Summary
The case study provides insight into the emergence and the growth of the cloud computing, which is perceived as a threat to the Microsoft businesses. For the last two decades, people and enterprises have been storing their data and running their applications on their computer hardware. In this case, the majority of the laptops and desktops have been running Windows, which is one of the profitable product of the Microsoft. However, with the development of the high bandwidth internet connections, people are now running application and storing their data remotely on "in the cloud" on severing farms (Hill and Jones, 2013). These server farms are owned by enterprises such as Google, Amazon, and Microsoft.

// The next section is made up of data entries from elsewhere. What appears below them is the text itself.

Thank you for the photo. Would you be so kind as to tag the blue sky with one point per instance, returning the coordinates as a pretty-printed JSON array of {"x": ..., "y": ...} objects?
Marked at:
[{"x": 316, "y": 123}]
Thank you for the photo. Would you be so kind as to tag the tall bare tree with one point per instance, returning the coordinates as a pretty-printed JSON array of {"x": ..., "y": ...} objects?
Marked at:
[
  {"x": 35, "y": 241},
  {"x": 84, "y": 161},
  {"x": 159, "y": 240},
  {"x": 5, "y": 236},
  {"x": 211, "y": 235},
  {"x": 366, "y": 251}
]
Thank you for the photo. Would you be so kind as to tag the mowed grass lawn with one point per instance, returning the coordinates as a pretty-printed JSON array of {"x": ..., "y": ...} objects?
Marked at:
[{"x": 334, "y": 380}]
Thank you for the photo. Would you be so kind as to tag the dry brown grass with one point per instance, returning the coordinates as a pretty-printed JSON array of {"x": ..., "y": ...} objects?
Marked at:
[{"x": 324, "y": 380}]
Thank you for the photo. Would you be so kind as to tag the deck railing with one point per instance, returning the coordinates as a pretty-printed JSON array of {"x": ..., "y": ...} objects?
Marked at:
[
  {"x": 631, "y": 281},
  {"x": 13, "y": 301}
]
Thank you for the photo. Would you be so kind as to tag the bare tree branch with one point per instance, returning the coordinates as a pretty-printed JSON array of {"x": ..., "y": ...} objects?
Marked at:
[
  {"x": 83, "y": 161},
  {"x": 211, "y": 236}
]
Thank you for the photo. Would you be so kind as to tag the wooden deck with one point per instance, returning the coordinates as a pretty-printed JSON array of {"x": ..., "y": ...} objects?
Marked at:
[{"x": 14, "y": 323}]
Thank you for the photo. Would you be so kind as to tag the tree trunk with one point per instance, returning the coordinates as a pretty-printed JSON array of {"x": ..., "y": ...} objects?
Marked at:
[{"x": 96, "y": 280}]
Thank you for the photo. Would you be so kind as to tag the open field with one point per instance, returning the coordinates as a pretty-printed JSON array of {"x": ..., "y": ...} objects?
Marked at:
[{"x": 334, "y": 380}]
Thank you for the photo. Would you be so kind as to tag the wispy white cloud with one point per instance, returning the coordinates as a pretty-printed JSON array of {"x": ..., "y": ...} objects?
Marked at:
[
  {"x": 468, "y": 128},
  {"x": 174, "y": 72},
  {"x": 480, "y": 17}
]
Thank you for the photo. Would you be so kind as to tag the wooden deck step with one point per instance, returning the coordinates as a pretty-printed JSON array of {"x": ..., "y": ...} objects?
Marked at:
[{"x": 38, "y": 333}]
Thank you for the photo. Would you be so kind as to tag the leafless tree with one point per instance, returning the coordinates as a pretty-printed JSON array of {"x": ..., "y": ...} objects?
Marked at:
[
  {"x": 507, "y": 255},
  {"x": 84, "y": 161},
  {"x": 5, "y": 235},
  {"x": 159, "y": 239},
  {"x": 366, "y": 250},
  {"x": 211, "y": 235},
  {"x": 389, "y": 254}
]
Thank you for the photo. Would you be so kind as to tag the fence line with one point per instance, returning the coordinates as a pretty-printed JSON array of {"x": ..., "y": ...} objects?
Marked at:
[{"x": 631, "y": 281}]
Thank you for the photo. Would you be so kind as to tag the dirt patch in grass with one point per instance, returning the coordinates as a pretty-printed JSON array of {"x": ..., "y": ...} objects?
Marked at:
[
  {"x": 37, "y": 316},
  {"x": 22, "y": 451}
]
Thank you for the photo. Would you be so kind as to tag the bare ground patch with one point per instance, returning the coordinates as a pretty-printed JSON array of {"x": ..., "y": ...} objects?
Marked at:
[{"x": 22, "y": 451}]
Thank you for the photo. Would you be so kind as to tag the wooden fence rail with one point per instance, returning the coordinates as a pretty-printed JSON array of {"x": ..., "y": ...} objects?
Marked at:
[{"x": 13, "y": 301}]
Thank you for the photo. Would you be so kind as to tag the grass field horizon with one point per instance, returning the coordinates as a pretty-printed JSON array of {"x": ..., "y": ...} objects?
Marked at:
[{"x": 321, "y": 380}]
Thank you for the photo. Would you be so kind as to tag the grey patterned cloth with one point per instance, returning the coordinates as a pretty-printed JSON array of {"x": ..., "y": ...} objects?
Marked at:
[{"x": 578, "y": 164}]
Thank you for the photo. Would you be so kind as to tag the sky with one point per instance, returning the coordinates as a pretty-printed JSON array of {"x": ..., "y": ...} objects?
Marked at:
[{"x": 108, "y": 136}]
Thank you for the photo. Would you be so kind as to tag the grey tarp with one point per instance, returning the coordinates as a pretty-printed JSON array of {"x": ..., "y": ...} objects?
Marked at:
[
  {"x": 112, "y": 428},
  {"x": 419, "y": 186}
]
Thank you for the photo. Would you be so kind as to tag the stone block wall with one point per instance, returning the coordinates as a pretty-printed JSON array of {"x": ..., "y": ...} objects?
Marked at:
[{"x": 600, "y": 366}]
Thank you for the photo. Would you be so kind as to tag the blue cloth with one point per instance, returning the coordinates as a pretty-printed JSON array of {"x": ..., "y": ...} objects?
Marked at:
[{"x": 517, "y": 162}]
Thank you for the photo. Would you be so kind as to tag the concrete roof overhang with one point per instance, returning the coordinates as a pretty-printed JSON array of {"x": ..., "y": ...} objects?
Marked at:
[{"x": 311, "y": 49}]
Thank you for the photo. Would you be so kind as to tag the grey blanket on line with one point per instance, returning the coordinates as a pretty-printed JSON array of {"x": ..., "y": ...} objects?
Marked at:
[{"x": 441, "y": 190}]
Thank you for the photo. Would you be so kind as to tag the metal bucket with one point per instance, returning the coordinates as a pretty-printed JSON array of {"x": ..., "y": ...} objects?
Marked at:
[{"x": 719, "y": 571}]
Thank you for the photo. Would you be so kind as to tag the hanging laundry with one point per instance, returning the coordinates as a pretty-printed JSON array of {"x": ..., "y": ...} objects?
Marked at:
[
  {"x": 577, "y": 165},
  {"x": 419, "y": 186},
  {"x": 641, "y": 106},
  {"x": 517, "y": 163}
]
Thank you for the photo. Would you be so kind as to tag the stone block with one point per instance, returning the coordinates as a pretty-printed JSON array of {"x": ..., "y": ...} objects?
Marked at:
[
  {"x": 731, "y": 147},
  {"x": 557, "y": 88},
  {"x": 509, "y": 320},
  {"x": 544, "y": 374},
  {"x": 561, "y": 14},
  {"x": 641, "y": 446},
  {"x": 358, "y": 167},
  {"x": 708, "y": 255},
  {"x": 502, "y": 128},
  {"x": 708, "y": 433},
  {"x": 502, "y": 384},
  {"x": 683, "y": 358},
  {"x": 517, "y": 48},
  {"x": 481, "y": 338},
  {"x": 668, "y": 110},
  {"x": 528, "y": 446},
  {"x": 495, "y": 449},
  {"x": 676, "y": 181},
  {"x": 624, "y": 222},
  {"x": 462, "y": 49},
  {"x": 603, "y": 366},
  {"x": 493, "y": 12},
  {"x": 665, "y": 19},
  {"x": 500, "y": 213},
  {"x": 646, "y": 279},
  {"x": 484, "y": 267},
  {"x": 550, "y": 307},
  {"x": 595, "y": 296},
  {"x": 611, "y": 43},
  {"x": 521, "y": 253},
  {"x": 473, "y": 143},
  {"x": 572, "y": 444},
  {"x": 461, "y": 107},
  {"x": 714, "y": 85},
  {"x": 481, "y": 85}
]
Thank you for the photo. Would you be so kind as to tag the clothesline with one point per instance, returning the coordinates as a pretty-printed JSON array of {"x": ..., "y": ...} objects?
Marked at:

As long as the people and the enterprises have an internet connection, they can store and access their data as well and run applications from any place. Consequently, the Windows monopoly is under threat since other Operating systems such as Android, OS X, and Linux can run the application through cloud computing. From this perspective, Microsoft saw this as a threat and business opportunity and subsequently invested on the cloud computing.
Questions
Question 1
The technological forces such as fast internet connection and the emergence of the cloud computing are allowing the clients to store and run their applications at any time and any price. As a result, this has threatened the Microsoft business because people are now able to use other operating systems rather than Microsoft's window (Hill and Jones, 2013). Therefore, if Microsoft did not saw this as a business opportunity and invest, it could have lost a number of clients and subsequently diminished profit. In the next decade, Microsoft's business would be no longer a monopoly because most of their clients would have shifted to other enterprises to move with the technology. Microsoft decided to invest on Cloud computing because they realized that its economics is becoming attractive and hence threatening their Window business. Companies such as Google has also been in the frontline to enter into cloud computing business through Google apps in 2008.
Question 2
One of the weaknesses the company faced was the high cost of rewriting the application to run on the cloud-based operating systems like Azure (Hill and Jones, 2013). The company had to develop specific tools to facilitate the transition in a cost effective way. Another challenge was the cloud-computing security risk. For the security reasons, some firms were required to uphold control over data on the committed servers. In addition, Microsoft was not the first mover since other enterprises such as Amazon has a three years head start.
Question 3
In the old business model, the clients were required to pay their license fee on a yearly basis. However, the new model allowed them to "pay as you go" for application such as Office Live (Hill and Jones, 2013). This pay-as-you-go structure will reduce payment for application upfront and restrict a client from overspending on application and purchasing excess software. As a result, this is anticipated to affect the financial performance of the company in the future adversely.
Question 4
Microsoft developed a self-contained unit to develop and implement a new operating system known as Azure. This system helped the company to distribute workloads in different and numerous servers. The aim of this unit was to enhance micromanagement, innovative and creativity. This is because this separate unit can be able to focus on one product or task, which is cloud computing.
Question 5
If Microsoft utilized the "wait and see" approach, it would have reduced the risk of the investing on the cloud computing. This is because the company would be in a position to study the uncertainty and market and determine the effective measure to overcome them in future. However, delaying in the investment would have resulted in a late entry, which is a barrier to the business. The company would be behind its competitors regarding development, and this could reduce profit and market share.
References
Hill, C. W., & Jones, G. R. (2013). Strategic management: An integrated approach (10th Ed.). Mason, OH: South-Western, Cengage Learning.